Contra todo pronóstico, el hombre despertó milagrosamente. Estaba atado de pies y manos a los barandales. Miró sus brazos ennegrecidos. Intentó moverse y sintió algo entre sus piernas. Era una sonda. Trató de identificar el lugar. Nada era reconocible. Una luz tenue entraba a la habitación por encima de las cortinas. No recordaba nada. A lo lejos escuchaba los gritos de alguien que pedía ayuda. Sentía mucho dolor en todo el cuerpo, pero se volvía insoportable al orinar. Quiso gritar, pero descubrió un tubo en su boca. Entonces entró en la habitación un ser misterioso y extraño. Era todo azul, con enormes gafas negras. Se acercó al paciente y lo revisó con sus pequeñas manos azules. Sin decir palabra salió de la habitación. Así, se sucedieron interminables días de dolor, desasosiego, incertidumbre y miedo.
Una mañana entraron a la habitación, varios de esos seres azules, rodearon la cama y lo observaron, como se mira a un animal enjaulado. Uno de ellos le retiró el tubo y otro le quitó las correas de los pies y las manos. Se retiraron y uno de ellos se quedó en la habitación. Tocó delicadamente las manos del paciente y le dijo: Está usted en un hospital. Su familia está esperándolo. Aún está delicado. Soy su enfermera.
A partir de entonces todo cobró sentido. Los recuerdos comenzaron a llegar en cascada. El hombre recuperó paulatinamente la conciencia y superaba el estado crítico. Atrás quedaron el miedo y la desesperación. Ante la imposibilidad de tener contacto con su familia, el hombre se aferró a la comunicación con las enfermeras. Por semanas ellas fueron su contacto con la realidad y con la nueva vida que sentía vibrar en su cuerpo avasallado por el virus.
Una mañana recibió una visita inesperada: su joven esposa, cubierta con el traje azul, cruzó el umbral y él reconoció su voz. Un maremoto de emociones inundó la habitación. Ella estaba impactada por el estado físico del paciente. Él ansioso y desbordante quiso abrazarla, pero aún estaba conectado una máquina. Tan sólo de mirarla, supo que estaba de vuelta a la vida, gracias al amor y a la entereza de aquella mujer y su hijo, quien aprendió la dura lección del sufrimiento y el dolor de perder a un ser amado y la dicha de recuperarlo.
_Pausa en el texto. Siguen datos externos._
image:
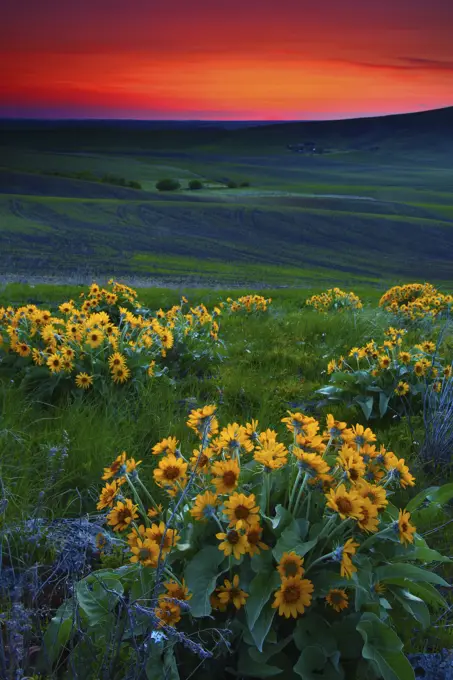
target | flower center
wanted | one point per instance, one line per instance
(344, 504)
(290, 569)
(229, 478)
(253, 537)
(291, 593)
(241, 512)
(233, 537)
(172, 472)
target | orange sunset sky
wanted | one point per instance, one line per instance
(231, 60)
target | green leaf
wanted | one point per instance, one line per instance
(270, 650)
(425, 554)
(310, 630)
(417, 501)
(366, 404)
(251, 668)
(314, 664)
(201, 577)
(424, 591)
(384, 649)
(389, 573)
(59, 632)
(348, 640)
(260, 590)
(262, 625)
(282, 519)
(290, 541)
(97, 597)
(262, 562)
(383, 403)
(442, 495)
(414, 606)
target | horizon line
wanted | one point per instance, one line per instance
(215, 120)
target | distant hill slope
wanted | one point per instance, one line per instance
(426, 129)
(376, 205)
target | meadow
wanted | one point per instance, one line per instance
(378, 190)
(218, 462)
(66, 582)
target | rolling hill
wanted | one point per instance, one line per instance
(374, 206)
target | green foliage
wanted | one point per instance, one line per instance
(312, 550)
(195, 184)
(389, 378)
(168, 185)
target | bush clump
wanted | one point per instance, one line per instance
(195, 185)
(334, 299)
(168, 185)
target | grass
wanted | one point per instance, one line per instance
(274, 360)
(300, 221)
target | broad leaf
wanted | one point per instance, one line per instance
(389, 573)
(366, 404)
(417, 501)
(314, 664)
(442, 495)
(260, 590)
(249, 667)
(290, 541)
(262, 625)
(97, 597)
(424, 554)
(384, 649)
(313, 629)
(201, 577)
(414, 606)
(383, 403)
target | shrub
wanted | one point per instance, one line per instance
(334, 299)
(388, 376)
(416, 301)
(195, 184)
(168, 185)
(292, 543)
(249, 303)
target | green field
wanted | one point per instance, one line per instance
(375, 207)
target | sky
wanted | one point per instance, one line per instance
(224, 60)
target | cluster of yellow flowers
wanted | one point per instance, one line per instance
(101, 334)
(342, 464)
(416, 301)
(334, 299)
(249, 303)
(419, 363)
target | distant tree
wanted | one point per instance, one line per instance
(168, 185)
(195, 184)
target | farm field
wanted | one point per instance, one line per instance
(375, 207)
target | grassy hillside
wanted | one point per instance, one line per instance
(376, 206)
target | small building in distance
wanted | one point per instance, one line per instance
(305, 147)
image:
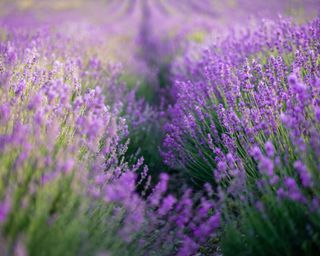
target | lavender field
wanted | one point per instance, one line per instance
(159, 127)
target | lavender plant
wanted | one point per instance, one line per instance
(66, 187)
(246, 118)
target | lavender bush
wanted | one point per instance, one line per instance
(246, 118)
(151, 128)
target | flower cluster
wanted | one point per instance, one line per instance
(246, 118)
Poco después de aquella visita, el paciente fue trasladado a otra unidad de atención. Aún recuerda con emoción, la valla que formó el equipo de enfermeras el día que lo trasladaron en una camilla. Una de las enfermeras tocó una campana y a continuación todas prorrumpieron en aplausos al paso de la camilla. Era un ritual que señalaba el triunfo de la vida sobre la muerte. Para el hombre, aquellos seres azules dejaron de ser demonios ajenos y distantes. Aquella terrible experiencia los había convertido en verdaderos ángeles.
Han pasado dos años de aquella historia de amor y entereza y el hombre aún despierta sobresaltado mirando los techos alargados y las cortinas siniestras, que parecen recordarle que tiene tiempo prestado. Desde entonces, nada es igual: las heridas sanaron, las fisuras desaparecieron, lo que estaba torcido se enderezó, la oscuridad dio paso a la luz y el tiempo cobró una nueva dimensión, en la que las manecillas del reloj permanecen ancladas a la hora de partir. Los recuerdos de aquella odisea, se convirtieron en asideros que le permiten aferrarse a una existencia que se cuenta por minutos de fe, compasión, amor, esperanza y agradecimiento por la oportunidad de vivir para contarla.